🤖 AI Summary
This work addresses the challenge of learning object representations from unlabeled, continuous first-person videos, where cluttered backgrounds, occlusions, and ego-motion severely hinder performance. To this end, the authors propose EgoViT, a novel framework that jointly models prototype-based object discovery and temporal stability for the first time. Built upon the Vision Transformer architecture, EgoViT establishes an end-to-end self-supervised learning loop by integrating intra-frame distillation, depth regularization, and teacher–student temporal consistency constraints, enabling continual refinement of object representations without any manual annotations. Evaluated on standard benchmarks, EgoViT achieves state-of-the-art results in unsupervised object discovery, improving CorLoc by 8.0% and semantic segmentation mIoU by 4.8% over existing methods.
📝 Abstract
Humans develop visual intelligence through perceiving and interacting with their environment - a self-supervised learning process grounded in egocentric experience. Inspired by this, we ask how can artificial systems learn stable object representations from continuous, uncurated first-person videos without relying on manual annotations.
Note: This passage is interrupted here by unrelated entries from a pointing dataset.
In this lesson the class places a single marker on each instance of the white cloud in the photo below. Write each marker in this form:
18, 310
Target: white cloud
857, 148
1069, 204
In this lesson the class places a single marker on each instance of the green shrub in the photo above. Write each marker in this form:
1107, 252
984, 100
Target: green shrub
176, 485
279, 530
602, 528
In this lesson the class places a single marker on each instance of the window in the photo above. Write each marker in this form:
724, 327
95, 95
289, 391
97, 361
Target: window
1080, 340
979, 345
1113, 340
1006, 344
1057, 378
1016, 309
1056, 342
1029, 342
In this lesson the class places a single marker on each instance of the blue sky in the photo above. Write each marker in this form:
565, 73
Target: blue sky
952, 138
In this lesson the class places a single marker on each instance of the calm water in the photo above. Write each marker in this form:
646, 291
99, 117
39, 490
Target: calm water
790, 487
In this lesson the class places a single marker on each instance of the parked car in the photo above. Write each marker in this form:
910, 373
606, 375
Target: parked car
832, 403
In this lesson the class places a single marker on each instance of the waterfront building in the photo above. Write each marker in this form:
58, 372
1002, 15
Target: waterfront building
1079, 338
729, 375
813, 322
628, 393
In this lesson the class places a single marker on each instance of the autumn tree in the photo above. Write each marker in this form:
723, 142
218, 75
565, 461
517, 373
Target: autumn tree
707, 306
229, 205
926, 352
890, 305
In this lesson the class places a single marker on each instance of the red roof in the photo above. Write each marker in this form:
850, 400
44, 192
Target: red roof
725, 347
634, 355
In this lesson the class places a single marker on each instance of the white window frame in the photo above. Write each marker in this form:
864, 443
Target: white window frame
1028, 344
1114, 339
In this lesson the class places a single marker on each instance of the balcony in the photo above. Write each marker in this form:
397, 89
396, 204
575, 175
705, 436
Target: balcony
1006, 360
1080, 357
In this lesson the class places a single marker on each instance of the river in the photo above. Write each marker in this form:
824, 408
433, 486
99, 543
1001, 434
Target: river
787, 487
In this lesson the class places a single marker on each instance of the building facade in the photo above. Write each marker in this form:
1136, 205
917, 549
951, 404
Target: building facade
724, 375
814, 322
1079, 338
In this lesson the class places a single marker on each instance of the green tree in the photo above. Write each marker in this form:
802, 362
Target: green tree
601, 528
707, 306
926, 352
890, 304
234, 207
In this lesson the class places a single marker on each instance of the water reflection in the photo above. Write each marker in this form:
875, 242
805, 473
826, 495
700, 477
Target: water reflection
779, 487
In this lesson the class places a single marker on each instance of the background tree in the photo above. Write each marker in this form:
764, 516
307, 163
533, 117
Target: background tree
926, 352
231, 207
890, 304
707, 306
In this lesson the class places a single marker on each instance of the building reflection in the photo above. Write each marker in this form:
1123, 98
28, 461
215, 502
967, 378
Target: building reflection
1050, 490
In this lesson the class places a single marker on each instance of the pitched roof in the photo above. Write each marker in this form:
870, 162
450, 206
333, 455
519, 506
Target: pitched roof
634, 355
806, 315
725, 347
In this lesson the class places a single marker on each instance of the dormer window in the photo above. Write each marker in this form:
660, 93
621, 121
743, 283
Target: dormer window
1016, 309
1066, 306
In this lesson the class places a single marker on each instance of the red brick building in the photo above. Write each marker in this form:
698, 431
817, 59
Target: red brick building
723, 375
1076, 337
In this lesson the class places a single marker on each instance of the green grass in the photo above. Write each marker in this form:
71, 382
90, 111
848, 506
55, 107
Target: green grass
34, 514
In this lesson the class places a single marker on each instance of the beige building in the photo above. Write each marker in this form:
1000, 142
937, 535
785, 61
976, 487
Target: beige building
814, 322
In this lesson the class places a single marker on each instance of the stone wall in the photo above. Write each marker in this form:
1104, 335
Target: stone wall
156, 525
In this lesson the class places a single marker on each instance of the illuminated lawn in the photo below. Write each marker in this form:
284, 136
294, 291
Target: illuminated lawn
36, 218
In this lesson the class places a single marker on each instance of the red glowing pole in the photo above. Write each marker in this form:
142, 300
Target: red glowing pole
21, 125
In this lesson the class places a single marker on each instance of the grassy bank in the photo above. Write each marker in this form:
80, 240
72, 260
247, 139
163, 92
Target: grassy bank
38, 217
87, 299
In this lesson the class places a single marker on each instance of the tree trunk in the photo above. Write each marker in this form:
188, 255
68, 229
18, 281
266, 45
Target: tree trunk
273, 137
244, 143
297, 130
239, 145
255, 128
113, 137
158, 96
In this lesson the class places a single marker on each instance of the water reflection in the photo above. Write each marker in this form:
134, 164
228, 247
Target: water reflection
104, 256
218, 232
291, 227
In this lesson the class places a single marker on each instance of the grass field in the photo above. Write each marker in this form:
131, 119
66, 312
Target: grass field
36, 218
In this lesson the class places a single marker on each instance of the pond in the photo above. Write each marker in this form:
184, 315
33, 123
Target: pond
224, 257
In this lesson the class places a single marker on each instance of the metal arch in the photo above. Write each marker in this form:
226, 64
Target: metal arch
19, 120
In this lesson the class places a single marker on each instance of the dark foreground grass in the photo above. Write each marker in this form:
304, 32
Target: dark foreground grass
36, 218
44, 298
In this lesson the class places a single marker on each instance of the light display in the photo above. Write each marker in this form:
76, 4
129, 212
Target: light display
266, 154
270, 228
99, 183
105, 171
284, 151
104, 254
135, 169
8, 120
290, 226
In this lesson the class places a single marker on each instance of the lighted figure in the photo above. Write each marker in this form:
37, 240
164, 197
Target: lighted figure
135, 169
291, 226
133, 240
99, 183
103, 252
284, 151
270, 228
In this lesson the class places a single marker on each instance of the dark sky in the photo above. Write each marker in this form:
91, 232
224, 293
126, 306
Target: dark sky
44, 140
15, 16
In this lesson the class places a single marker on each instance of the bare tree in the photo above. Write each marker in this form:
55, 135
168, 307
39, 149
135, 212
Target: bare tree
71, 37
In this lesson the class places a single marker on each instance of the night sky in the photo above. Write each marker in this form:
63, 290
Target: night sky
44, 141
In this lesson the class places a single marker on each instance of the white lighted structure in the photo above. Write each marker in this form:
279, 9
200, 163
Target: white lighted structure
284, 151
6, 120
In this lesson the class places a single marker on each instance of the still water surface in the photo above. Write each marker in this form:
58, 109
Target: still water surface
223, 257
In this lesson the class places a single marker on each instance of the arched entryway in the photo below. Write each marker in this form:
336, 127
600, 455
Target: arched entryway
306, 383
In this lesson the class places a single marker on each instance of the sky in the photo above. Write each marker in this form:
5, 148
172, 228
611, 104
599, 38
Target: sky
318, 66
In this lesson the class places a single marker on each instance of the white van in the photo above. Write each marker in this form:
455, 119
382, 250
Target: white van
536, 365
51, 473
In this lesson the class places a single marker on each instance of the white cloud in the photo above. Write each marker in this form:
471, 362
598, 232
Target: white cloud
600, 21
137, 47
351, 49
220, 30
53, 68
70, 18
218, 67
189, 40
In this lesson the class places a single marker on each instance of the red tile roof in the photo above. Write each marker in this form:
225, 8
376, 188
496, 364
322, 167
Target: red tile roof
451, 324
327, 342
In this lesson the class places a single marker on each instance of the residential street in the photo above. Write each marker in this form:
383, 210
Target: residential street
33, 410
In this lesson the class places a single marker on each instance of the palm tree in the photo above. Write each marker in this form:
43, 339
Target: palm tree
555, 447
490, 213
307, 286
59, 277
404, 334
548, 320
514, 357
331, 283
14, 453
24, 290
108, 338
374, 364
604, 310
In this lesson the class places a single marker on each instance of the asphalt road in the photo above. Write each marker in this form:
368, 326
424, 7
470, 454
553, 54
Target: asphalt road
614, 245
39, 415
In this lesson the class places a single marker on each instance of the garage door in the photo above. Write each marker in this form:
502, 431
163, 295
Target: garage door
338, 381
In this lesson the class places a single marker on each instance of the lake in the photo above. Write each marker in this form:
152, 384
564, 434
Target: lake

This setting poses challenges of separating, recognizing, and persistently tracking objects amid clutter, occlusion, and ego-motion. We propose EgoViT, a unified vision Transformer framework designed to learn stable object representations from unlabeled egocentric video. EgoViT bootstraps this learning process by jointly discovering and stabilizing "proto-objects" through three synergistic mechanisms: (1) Proto-object Learning, which uses intra-frame distillation to form discriminative representations; (2) Depth Regularization, which grounds these representations in geometric structure; and (3) Teacher-Filtered Temporal Consistency, which enforces identity over time. This creates a virtuous cycle where initial object hypotheses are progressively refined into stable, persistent representations. The framework is trained end-to-end on unlabeled first-person videos and exhibits robustness to geometric priors of varied origin and quality. On standard benchmarks, EgoViT achieves +8.0% CorLoc improvement in unsupervised object discovery and +4.8% mIoU improvement in semantic segmentation, demonstrating its potential to lay a foundation for robust visual abstraction in embodied intelligence.